İstanbul Büyükşehir Belediye Başkanı Ekrem İmamoğlu ve yüze yakın çalışma arkadaşı hakkında 19 Mart’ta verilen tutuklama kararı, halkın geniş kesimlerinin hak taleplerini dile getirdiği bir dizi protestoya neden oldu.
19 Mart’tan beri çeşitli biçimlerde süregelen protestolarda en önde olanlar ise genellikle üniversite öğrencileri.
Üstelik öğrenciler, yalnızca fiziki olarak önde olmanın yanında, aldıkları kararlarla da muhalefeti ve hak talebini duyurmaya çalışan halkı etkiliyor.
2 Nisan’da alınan ekonomik boykot kararı, üniversitelerden halka yayılan bir protesto biçimiydi. Ekonomik boykota ilaveten, hâlen akademik boykotu sürdüren üniversiteler de mevcut.
Rektörlerinin Cumhurbaşkanınca atanması ve kampüslerinde “İşgal Kafe” ismini verdikleri mekanda gerçekleştirdikleri boykotla, Boğaziçi Üniversitesi zaten bir süredir eylemlerin ve boykotun adresiydi.
Boğaziçi Üniversitesi öğrencilerine, devam eden akademik ve ekonomik boykot hakkında ne düşündüklerini sorduk.
“CHP bizi takip ediyor”
Boğaziçi Üniversitesi Matematik Öğretmenliği bölümünde öğrenci, 20 yaşındaki Miraç, ekonomik boykot kararını etkili bulduklarını anlatıyor:
“Ekonomik boykotu etkili buluyorum. Bunu şöyle anlayabiliriz. Yıllar sonra iktidarın bakanları bizim sayemizde halkın arasına indiler, markette alışveriş yaptılar ve görüntü verdiler. 2 Nisan boykotunu aslında biz gençler, öğrenciler ortaya çıkardık. Cumhuriyet Halk Partisi buna sonradan destek verdi. CHP bizi takip ediyor demek yanlış olmaz.”
Miraç, ekonomik boykotla taraflı sermayenin büyük bir darbe aldığını ve bunu devam ettirmenin faydalı olacağına inandığını da ekliyor:
“Ana muhalefetin genel başkanı Özgür Özel boykota desteğini açıkladıktan sonra tüm AKP kurmayları yandaş bir haber kanalına katılıp boykotu kötülemeye başlamışlardı ve bu boykotun ülke ekonomisine zarar vereceğini savunuyorlardı. Fakat ortada böyle bir durum yok.
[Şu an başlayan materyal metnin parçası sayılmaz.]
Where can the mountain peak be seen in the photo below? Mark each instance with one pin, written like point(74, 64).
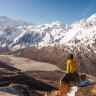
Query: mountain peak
point(92, 17)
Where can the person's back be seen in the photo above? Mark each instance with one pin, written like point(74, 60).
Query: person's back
point(71, 66)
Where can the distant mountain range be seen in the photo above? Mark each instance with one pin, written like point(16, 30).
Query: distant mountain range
point(18, 34)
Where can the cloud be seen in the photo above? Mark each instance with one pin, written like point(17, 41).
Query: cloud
point(91, 8)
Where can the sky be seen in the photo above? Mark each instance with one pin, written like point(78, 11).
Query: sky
point(47, 11)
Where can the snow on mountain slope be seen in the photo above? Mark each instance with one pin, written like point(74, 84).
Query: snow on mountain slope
point(19, 34)
point(10, 29)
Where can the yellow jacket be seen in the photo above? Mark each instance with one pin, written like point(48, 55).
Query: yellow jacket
point(71, 66)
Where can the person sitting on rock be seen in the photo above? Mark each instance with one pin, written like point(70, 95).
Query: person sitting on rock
point(71, 74)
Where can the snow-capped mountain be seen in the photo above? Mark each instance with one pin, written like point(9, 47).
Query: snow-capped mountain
point(20, 34)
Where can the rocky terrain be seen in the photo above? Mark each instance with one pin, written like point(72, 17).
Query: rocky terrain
point(15, 81)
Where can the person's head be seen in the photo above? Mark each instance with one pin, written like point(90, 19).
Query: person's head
point(70, 56)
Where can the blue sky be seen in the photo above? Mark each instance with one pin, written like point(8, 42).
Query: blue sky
point(47, 11)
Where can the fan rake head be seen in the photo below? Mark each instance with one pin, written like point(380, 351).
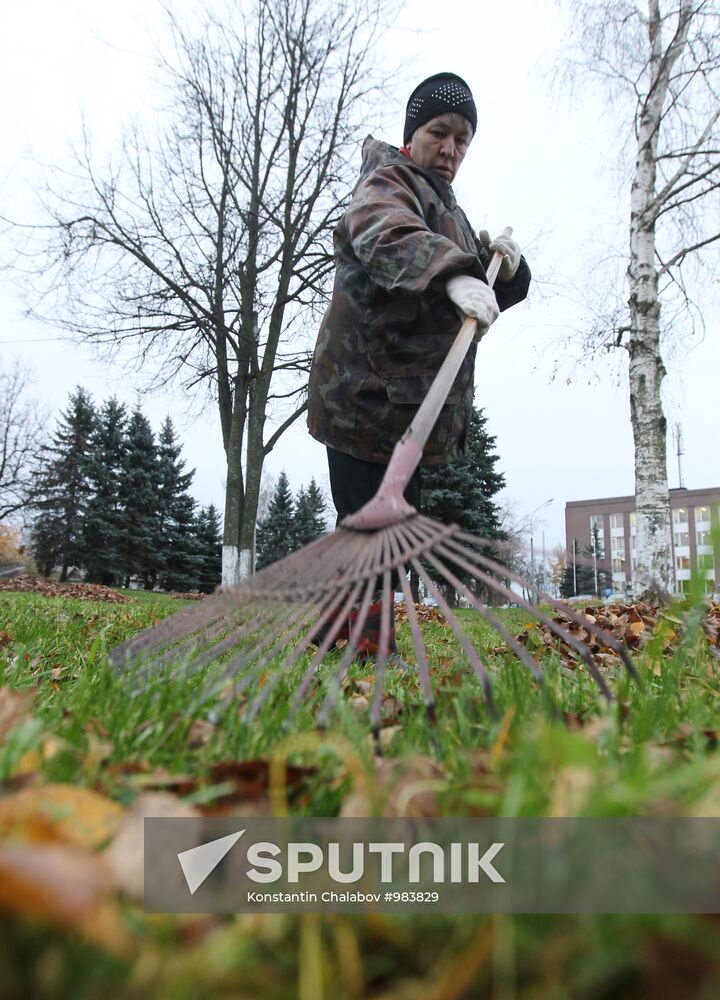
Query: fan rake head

Biz boykotumuzla birlikte yandaş sermayeye zarar vermeye çalışıyoruz. Boykotun ülke geneline ulaştığını düşünüyorum. Muhalefetin bizim ardımızdan yaptığı boykot çağrısını faydalı da buluyorum. Türkiye geneline de bence yayıldı. Bunu böyle devam ettirip herkesin duymasını sağlayacağız. Muhalefetin bu desteğini de olumlu buluyorum. Kendi adıma onlara teşekkür ediyorum bizi takip ettikleri için. Buna devam etsinler, iyi olacaktır her şey. Dayanışmayla Boğaziçi Üniversitesini özgürleştireceğiz. Kabul etmiyoruz, vazgeçmiyoruz.”